22. Although Carleton provided no argument on Count VII for mutual mistake restitution, that claim seeks a remedy that necessarily requires a finding of mutual mistake and, thus, I treat it in connection with the other mutual mistake claims.

23. I have consulted the Timothy Vigue deposition pages cited in paragraphs 10-14 of Carleton's Statement of Material Facts. See Def.'s Statement of Material Facts ¶¶ 10-14 (Docket Item 44).

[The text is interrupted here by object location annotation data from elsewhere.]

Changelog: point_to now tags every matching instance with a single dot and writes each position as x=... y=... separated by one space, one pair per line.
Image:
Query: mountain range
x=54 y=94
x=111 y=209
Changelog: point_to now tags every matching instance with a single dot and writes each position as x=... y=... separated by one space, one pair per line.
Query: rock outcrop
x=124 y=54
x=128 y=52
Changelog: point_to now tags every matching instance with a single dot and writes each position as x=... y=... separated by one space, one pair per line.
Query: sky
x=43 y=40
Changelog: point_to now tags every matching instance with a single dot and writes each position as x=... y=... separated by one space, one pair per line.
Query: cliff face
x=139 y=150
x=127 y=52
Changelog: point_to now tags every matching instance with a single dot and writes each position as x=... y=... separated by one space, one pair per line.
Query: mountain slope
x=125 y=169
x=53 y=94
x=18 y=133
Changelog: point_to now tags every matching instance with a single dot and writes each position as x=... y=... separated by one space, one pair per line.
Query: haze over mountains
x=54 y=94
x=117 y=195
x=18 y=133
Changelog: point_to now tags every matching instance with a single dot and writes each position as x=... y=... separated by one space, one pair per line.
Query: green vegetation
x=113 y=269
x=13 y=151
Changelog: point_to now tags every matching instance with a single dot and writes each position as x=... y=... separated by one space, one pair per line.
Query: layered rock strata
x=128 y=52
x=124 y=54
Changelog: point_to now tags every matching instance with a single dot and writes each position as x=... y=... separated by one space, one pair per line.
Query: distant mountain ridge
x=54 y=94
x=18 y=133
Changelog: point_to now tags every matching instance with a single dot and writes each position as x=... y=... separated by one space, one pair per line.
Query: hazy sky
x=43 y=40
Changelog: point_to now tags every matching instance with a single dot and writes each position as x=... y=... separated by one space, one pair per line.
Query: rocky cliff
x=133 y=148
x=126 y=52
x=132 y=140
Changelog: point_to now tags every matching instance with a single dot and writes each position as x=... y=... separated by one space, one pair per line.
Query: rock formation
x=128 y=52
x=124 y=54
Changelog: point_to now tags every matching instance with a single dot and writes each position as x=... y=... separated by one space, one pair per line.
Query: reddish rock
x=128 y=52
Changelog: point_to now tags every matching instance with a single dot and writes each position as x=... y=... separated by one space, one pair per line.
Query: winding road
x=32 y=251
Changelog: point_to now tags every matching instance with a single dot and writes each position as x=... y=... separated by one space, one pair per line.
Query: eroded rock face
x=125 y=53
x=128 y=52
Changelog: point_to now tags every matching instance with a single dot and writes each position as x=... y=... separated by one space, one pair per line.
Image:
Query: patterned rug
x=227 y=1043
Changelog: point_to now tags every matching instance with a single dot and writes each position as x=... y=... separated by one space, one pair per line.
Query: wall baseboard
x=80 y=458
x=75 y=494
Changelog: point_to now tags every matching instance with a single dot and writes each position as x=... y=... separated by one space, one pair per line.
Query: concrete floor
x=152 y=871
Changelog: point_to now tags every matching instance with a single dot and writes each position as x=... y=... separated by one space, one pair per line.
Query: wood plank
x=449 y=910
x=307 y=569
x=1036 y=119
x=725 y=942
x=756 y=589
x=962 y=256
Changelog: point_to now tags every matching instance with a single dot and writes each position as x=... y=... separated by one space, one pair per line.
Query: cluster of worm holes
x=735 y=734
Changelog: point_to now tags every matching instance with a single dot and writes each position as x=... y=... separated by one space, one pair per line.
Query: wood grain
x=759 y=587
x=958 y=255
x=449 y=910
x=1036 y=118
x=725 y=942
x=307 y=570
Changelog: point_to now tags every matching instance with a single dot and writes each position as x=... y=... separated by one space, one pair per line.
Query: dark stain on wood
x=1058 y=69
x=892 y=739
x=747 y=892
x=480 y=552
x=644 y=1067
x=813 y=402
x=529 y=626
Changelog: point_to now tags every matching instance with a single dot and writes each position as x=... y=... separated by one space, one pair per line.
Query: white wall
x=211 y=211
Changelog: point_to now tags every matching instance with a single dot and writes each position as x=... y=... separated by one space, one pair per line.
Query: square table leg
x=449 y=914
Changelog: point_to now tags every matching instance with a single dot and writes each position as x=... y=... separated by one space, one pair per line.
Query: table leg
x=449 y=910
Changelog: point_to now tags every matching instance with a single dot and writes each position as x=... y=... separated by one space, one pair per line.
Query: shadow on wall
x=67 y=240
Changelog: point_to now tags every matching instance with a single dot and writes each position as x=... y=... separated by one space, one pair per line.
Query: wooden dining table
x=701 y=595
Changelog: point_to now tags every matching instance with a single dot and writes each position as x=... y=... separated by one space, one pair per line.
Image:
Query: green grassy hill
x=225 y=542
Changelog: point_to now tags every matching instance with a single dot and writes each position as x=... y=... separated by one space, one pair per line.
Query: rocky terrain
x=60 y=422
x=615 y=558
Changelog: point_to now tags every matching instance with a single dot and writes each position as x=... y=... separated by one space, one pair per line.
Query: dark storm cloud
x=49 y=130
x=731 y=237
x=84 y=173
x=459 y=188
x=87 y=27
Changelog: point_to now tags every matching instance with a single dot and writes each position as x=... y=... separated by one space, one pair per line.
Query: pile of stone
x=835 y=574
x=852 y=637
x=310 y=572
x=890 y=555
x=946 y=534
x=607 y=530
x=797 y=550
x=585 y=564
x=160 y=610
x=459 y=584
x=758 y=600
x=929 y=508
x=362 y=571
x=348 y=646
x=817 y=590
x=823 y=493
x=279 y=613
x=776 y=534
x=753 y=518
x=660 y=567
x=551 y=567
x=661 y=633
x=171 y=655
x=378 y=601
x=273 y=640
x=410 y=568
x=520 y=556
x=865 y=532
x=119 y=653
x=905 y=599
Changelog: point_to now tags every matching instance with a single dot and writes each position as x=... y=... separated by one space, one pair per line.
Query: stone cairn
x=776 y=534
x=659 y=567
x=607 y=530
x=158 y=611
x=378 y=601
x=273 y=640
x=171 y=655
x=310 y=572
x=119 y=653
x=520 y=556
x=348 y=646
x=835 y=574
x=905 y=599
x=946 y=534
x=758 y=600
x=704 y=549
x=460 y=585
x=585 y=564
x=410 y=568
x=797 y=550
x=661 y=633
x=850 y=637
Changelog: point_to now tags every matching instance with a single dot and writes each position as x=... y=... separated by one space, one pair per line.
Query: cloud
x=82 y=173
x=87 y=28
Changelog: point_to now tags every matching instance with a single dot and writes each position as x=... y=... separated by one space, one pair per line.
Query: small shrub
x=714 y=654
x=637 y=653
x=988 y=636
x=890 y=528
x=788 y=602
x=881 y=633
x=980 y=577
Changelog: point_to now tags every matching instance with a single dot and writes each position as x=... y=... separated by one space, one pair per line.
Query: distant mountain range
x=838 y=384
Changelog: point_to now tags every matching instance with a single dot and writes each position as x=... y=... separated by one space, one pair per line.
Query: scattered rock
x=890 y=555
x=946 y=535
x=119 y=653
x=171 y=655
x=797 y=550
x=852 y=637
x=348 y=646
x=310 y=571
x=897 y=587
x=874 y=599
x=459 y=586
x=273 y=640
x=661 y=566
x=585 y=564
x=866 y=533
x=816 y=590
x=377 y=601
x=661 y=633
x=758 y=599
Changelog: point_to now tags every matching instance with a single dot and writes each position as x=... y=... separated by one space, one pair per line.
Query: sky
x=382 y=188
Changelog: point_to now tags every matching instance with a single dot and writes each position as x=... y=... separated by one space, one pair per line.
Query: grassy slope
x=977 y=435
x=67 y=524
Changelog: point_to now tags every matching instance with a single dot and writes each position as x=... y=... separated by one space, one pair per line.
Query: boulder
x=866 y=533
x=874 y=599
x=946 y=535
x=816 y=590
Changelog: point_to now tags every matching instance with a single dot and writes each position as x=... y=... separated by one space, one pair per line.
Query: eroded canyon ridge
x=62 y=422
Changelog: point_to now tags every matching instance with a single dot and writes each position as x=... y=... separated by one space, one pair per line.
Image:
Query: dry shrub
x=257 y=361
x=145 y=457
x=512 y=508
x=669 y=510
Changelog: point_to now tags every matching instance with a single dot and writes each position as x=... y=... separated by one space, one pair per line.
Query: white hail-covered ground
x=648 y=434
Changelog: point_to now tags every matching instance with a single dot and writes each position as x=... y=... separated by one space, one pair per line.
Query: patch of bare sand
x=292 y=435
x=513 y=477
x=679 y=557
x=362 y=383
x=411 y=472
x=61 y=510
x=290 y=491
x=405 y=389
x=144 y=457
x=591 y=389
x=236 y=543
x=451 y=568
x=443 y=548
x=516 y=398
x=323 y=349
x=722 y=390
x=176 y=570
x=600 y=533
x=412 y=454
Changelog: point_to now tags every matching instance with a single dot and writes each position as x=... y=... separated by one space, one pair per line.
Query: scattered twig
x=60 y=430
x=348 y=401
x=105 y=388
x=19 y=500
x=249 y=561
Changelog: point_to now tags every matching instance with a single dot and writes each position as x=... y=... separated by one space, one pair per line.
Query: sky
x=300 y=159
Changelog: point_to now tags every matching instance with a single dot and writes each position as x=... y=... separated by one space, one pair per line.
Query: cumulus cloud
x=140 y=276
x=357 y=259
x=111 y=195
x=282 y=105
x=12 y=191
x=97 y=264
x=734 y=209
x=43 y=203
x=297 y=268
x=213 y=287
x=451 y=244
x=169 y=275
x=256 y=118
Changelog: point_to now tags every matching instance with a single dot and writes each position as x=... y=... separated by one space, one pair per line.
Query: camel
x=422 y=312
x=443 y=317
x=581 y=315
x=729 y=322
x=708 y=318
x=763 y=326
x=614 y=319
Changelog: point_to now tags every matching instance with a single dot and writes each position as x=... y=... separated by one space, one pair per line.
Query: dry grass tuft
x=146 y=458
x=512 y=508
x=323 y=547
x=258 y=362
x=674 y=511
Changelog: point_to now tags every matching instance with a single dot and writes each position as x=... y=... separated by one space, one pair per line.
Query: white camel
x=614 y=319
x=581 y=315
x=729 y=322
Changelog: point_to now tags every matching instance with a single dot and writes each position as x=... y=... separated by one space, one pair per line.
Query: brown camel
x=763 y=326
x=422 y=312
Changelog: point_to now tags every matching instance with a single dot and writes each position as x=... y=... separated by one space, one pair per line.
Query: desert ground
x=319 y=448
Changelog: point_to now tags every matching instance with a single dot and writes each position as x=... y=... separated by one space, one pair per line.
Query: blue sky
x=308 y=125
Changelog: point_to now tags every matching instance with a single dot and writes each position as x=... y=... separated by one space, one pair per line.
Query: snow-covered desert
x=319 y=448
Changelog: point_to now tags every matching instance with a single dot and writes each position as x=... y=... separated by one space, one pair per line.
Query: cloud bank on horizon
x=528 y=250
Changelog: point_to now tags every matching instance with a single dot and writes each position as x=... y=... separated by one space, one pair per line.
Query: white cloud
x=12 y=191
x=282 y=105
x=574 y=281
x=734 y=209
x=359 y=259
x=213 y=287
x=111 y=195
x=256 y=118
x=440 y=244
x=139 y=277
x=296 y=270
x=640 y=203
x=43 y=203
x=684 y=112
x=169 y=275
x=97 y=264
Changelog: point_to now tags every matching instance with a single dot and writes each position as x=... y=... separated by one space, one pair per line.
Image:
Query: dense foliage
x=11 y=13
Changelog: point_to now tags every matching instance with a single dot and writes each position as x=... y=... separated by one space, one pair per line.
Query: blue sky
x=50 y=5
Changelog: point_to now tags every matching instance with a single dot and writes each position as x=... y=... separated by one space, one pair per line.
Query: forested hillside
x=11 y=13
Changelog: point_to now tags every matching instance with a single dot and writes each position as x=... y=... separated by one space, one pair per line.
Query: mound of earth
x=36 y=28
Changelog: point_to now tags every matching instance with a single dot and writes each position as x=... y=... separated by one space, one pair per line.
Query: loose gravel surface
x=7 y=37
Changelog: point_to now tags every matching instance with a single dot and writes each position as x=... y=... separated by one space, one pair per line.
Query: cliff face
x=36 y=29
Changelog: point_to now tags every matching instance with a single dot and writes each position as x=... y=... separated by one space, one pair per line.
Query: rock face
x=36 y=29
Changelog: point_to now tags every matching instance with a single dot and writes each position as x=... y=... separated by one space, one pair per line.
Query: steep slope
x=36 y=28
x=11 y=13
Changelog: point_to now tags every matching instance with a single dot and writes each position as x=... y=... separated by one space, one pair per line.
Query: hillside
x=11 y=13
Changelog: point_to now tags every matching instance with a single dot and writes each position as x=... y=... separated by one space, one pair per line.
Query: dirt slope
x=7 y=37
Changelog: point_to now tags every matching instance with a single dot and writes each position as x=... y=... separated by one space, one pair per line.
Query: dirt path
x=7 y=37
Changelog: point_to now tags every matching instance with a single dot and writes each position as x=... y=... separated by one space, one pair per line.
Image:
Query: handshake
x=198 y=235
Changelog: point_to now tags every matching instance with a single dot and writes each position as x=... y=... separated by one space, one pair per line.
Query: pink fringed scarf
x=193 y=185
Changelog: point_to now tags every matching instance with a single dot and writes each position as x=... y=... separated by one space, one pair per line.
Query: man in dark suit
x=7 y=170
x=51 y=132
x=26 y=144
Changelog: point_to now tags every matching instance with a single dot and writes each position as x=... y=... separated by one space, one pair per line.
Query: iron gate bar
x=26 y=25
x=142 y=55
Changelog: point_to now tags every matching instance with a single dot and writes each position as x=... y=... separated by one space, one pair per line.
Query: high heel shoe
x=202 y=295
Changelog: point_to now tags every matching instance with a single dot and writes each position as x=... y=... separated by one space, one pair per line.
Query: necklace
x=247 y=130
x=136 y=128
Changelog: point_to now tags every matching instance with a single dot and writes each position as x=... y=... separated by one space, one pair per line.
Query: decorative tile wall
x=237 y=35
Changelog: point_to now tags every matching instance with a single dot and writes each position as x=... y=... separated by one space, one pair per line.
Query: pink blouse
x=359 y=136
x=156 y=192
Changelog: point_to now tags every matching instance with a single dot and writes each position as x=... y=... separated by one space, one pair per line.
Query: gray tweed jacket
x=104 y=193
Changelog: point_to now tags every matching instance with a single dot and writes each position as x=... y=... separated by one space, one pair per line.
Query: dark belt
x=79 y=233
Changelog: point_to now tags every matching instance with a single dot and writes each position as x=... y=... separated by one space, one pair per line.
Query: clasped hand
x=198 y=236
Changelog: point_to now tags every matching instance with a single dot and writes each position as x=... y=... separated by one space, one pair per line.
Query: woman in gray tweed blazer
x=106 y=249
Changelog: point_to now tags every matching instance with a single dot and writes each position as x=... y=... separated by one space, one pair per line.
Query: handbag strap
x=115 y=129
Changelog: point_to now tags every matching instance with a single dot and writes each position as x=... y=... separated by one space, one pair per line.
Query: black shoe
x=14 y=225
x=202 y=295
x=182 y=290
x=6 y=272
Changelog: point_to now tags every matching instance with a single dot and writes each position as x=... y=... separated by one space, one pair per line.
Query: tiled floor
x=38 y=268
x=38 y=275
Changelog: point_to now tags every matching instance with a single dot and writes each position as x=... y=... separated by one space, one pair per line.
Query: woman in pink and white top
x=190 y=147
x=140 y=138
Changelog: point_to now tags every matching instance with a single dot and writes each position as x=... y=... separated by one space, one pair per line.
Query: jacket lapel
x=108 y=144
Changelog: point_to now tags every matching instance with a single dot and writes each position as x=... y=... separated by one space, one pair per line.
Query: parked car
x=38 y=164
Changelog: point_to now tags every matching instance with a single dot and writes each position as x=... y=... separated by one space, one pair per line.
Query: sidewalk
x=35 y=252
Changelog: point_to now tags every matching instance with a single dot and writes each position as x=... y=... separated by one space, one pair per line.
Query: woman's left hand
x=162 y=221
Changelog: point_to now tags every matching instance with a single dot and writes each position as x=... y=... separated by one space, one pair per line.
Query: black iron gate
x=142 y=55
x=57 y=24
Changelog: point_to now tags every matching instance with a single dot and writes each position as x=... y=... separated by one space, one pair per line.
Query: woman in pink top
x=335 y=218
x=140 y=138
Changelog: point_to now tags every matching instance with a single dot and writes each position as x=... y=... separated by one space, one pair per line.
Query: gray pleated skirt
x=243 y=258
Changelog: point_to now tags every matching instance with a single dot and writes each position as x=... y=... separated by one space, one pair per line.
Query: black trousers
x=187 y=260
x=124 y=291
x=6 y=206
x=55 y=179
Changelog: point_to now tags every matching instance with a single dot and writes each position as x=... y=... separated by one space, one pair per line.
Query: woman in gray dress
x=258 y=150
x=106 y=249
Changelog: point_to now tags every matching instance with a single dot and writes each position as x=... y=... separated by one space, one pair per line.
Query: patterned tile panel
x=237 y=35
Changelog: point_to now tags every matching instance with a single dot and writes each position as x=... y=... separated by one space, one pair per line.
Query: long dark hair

24. In his brief Carleton asserts that Jeffrey Vigue was an intended third-party beneficiary of the insurance contract between Timothy Vigue and Peerless and, thus, that Carleton, through an assignment of rights by Jeffrey Vigue, is entitled to recover damages for Peerless' breach of contractual duties owned to Jeffrey Vigue. Def.'s Opp'n to Pl.'s Mot. for Summ. J. at 10-12 (Docket Item 43). Since Carleton makes no argument that the language of the liability or uninsured motorist provisions of the Peerless policy actually provides coverage for the accident, I infer that Counterclaim Count II is based solely on the policy's failure to provide coverage.